Они знали. А он не хотел знать.
Все муки, весь позор, всю грязь, в которую ее хотели втянуть, прежде, чем убить… все это его не касалось. Она должна была бороться сама. И победила – только он здесь был ни при чем.
А ведь всего этого могло не быть…
Когда-то давно, еще до свадьбы, она попрекнула его, что он не позвал ее с собой после победы под Самуром. Единственный упрек, слышанный им когда-либо от нее (поэтому и запомнил) – хотя повинен он был перед ней в гораздо более тяжких грехах. Он не задумывался, почему. А тогда беспечно ответил ей – из гордости, потому что она его не попросила. Да еще добавил – а что бы от этого изменилось?

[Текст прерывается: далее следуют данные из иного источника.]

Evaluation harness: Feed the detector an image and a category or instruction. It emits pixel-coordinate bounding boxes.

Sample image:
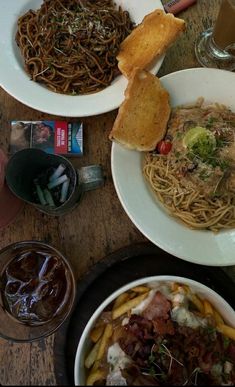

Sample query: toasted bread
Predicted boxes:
[109,69,171,151]
[117,9,185,78]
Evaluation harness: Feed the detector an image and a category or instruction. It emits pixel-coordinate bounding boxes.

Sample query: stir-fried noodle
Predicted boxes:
[16,0,133,95]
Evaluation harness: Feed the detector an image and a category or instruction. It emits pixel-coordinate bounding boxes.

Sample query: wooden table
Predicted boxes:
[0,0,235,385]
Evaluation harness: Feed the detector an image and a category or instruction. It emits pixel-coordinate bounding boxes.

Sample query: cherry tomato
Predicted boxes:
[157,140,172,155]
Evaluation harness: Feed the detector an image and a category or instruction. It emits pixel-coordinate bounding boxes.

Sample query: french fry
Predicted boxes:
[203,300,214,316]
[131,285,149,293]
[113,293,130,309]
[216,324,235,340]
[90,324,105,343]
[190,293,205,314]
[96,323,113,360]
[213,309,224,325]
[86,369,105,386]
[171,282,190,293]
[85,339,101,368]
[112,292,149,320]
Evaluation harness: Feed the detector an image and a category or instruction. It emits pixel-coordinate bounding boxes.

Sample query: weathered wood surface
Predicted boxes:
[0,0,235,385]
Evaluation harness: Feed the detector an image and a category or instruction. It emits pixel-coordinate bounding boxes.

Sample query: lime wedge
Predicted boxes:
[183,126,210,148]
[183,126,216,161]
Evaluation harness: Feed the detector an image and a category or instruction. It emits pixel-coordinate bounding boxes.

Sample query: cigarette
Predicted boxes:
[43,189,55,207]
[49,164,66,181]
[60,179,70,203]
[47,175,68,189]
[164,0,197,15]
[35,183,47,206]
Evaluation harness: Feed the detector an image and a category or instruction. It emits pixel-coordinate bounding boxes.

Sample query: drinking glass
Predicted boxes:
[195,0,235,71]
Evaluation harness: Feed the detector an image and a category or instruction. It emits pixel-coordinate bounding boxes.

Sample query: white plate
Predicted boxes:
[74,275,235,386]
[111,68,235,266]
[0,0,164,117]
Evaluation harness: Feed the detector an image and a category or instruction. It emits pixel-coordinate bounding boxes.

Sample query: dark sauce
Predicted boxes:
[1,251,70,325]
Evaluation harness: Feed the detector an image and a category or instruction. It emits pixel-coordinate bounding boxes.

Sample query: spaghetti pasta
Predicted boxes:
[16,0,134,95]
[143,100,235,232]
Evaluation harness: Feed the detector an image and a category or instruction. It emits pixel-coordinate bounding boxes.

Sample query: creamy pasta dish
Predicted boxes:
[85,282,235,386]
[143,98,235,231]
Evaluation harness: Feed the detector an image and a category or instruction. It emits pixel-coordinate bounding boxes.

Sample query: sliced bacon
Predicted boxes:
[153,318,175,336]
[142,291,171,320]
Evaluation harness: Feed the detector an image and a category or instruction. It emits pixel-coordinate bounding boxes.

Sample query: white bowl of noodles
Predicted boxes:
[74,275,235,386]
[111,68,235,266]
[0,0,164,117]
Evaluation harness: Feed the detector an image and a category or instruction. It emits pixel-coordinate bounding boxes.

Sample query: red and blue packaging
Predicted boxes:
[9,120,83,157]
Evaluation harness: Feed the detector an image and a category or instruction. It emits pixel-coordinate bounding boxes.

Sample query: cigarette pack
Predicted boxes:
[9,120,83,157]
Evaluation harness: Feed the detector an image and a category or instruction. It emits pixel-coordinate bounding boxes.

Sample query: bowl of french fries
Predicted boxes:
[74,276,235,386]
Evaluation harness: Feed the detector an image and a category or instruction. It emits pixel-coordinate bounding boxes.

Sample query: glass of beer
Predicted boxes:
[195,0,235,71]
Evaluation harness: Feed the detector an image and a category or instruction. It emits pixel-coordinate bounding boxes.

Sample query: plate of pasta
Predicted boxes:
[0,0,164,117]
[111,68,235,266]
[74,276,235,386]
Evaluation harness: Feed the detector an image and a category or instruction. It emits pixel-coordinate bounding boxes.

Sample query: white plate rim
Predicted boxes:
[111,68,235,266]
[0,0,165,117]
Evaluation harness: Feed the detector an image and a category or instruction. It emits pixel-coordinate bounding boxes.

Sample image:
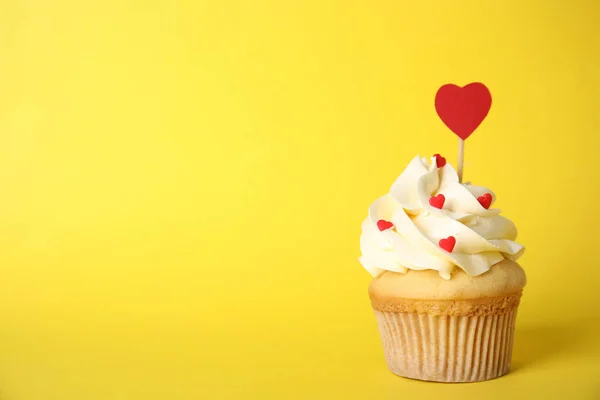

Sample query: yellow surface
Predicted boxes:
[0,0,600,400]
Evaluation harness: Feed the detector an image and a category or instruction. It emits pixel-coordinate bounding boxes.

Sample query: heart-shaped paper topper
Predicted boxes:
[435,82,492,140]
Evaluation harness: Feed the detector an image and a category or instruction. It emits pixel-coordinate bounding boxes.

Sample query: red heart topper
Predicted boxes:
[435,82,492,140]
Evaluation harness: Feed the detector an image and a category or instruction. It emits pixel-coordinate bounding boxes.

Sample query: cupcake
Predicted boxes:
[359,154,526,382]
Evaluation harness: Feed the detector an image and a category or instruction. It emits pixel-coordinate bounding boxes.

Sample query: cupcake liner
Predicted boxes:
[374,307,517,382]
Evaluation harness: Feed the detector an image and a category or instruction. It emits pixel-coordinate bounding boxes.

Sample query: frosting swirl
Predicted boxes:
[359,156,525,279]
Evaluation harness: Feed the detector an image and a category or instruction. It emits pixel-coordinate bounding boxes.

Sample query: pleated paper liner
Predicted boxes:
[374,307,517,382]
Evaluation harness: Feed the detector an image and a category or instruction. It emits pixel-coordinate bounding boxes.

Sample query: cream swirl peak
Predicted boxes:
[359,155,525,279]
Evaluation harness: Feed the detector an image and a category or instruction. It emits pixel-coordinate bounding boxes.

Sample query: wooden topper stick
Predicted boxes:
[456,138,465,183]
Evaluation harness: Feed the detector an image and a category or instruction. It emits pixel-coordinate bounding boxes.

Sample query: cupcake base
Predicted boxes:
[374,308,520,382]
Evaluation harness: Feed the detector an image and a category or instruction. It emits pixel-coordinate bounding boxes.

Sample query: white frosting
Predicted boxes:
[359,156,525,279]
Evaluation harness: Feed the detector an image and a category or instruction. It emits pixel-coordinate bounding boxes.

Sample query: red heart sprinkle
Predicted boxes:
[477,193,492,210]
[435,82,492,140]
[377,219,394,232]
[433,153,446,168]
[440,236,456,253]
[429,193,446,210]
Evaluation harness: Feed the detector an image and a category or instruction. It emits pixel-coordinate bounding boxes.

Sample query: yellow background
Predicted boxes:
[0,0,600,400]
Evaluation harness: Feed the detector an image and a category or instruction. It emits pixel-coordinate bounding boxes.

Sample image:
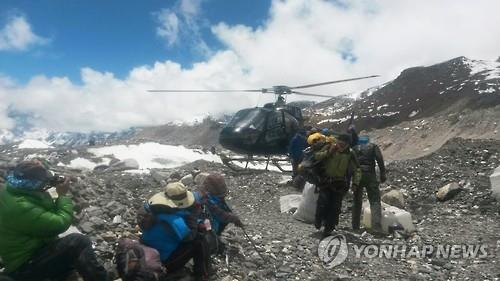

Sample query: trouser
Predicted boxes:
[9,233,107,281]
[291,158,302,178]
[163,238,210,278]
[352,173,382,231]
[316,181,346,233]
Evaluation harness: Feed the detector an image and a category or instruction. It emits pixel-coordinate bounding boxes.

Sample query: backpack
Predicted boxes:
[115,238,166,281]
[300,147,322,186]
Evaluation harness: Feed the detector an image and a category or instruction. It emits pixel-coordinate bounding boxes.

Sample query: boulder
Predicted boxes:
[59,225,82,238]
[180,174,194,186]
[436,182,463,202]
[280,194,302,213]
[362,201,415,233]
[107,158,139,171]
[490,166,500,201]
[382,189,405,209]
[194,173,210,185]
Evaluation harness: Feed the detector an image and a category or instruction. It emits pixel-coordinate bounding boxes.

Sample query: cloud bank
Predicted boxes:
[0,0,500,131]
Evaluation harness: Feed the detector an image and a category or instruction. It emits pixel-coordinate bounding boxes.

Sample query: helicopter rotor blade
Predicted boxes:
[292,91,334,98]
[290,75,380,89]
[148,89,268,93]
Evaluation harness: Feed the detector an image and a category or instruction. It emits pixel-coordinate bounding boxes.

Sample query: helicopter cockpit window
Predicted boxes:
[228,108,266,130]
[266,111,285,142]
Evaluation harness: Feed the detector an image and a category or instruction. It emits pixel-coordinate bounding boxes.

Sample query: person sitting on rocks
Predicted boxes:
[196,174,243,236]
[139,182,210,280]
[0,160,112,281]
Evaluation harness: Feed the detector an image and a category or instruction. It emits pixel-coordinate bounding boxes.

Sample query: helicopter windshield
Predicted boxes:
[228,108,267,130]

Все изменилось бы. Все, если бы он не думал о своей проклятой гордости. Не было бы ни допросов, ни тюрьмы, ни позора, ни клетки. В конечном счете виновен был он, и стократ виновнее тех, других. Потому что они были врагами и поступали соответственно, а он…

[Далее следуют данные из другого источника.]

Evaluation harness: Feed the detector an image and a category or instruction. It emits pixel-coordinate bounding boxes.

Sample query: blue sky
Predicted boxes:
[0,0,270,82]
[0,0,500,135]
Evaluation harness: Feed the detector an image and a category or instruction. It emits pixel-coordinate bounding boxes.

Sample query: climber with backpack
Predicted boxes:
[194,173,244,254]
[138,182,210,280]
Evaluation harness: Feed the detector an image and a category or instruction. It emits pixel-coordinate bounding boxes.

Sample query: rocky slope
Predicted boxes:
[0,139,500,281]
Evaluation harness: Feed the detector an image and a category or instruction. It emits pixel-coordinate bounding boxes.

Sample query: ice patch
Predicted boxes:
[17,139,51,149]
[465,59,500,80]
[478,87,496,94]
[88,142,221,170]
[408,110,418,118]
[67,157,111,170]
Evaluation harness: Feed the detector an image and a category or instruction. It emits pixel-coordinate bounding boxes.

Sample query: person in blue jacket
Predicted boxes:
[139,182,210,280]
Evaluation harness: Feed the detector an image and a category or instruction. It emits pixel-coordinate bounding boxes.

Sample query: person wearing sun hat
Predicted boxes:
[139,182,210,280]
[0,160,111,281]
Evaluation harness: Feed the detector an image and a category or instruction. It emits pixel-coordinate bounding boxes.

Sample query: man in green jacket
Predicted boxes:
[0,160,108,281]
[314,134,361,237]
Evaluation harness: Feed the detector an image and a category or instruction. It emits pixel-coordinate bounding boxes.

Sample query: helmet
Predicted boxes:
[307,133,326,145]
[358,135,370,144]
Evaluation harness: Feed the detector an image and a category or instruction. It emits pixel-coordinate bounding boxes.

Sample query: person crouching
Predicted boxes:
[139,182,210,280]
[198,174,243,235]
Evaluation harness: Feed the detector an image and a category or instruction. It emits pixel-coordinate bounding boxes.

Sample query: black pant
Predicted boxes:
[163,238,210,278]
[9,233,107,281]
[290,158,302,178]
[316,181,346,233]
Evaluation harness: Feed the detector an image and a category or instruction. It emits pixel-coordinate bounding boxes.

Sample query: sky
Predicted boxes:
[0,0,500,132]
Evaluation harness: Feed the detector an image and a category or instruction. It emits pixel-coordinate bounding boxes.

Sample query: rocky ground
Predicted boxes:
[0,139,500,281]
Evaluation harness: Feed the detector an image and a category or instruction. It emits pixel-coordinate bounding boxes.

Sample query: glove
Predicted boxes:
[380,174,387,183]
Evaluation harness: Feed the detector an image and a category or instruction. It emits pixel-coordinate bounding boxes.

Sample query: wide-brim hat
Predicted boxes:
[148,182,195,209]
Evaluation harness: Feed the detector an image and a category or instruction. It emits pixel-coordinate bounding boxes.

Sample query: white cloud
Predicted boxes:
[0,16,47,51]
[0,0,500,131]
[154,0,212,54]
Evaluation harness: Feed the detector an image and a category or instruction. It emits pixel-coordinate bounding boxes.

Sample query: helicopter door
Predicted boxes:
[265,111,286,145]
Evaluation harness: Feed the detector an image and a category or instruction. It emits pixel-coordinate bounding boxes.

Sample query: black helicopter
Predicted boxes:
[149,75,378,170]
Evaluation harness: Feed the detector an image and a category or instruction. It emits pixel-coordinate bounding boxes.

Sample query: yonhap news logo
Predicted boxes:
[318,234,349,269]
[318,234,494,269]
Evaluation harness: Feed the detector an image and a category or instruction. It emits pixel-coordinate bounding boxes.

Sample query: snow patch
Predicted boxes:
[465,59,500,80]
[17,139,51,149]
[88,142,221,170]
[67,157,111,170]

До сих пор, в сознании своей вины он мог утешаться мыслью, что преступления его прошлого касались близких Азарики, но не ее. Были Одвин, Гермольд… но он никогда не причинял зла ей самой. И ошибался, как всегда. Вот почему она молчала. Не хотела говорить, что он, при желании, мог бы ее спасти, но не спас. Другие спасли… Знакомое имя промелькнуло в прочитанных показаниях. Имя мальчика, которому она дала приют и покровительство. Точнее, имя отца этого мальчика. «Подозреваемый в соучастии Винифрид Эттинг, ныне находящийся в заточении…»
«Вы пытали бы меня, если бы Винифрид Эттинг не поднял ложную тревогу. Это одна из причин, по которой я забочусь об его сыне…» Не напрасно, значит, Фульк его подозревал… Вот какова была вторая причина, которой она тогда не назвала, а он не спросил. Не только долг, но и вечное напоминание. Никогда она не забывала об этом и не хотела забывать. И, если бы он не был столь слеп и глух ко всему, чего не хотел знать, то понял бы.
Но почему этот Винифрид так упорно помогал ей? Может, он любил ее? Какая теперь разница… Он был женат на другой женщине, и он умер. Умер, как и прочие… Все равно, как он посмел! Только у него, у Эда, на всем белом свете было на это право. Только он мог ее любить.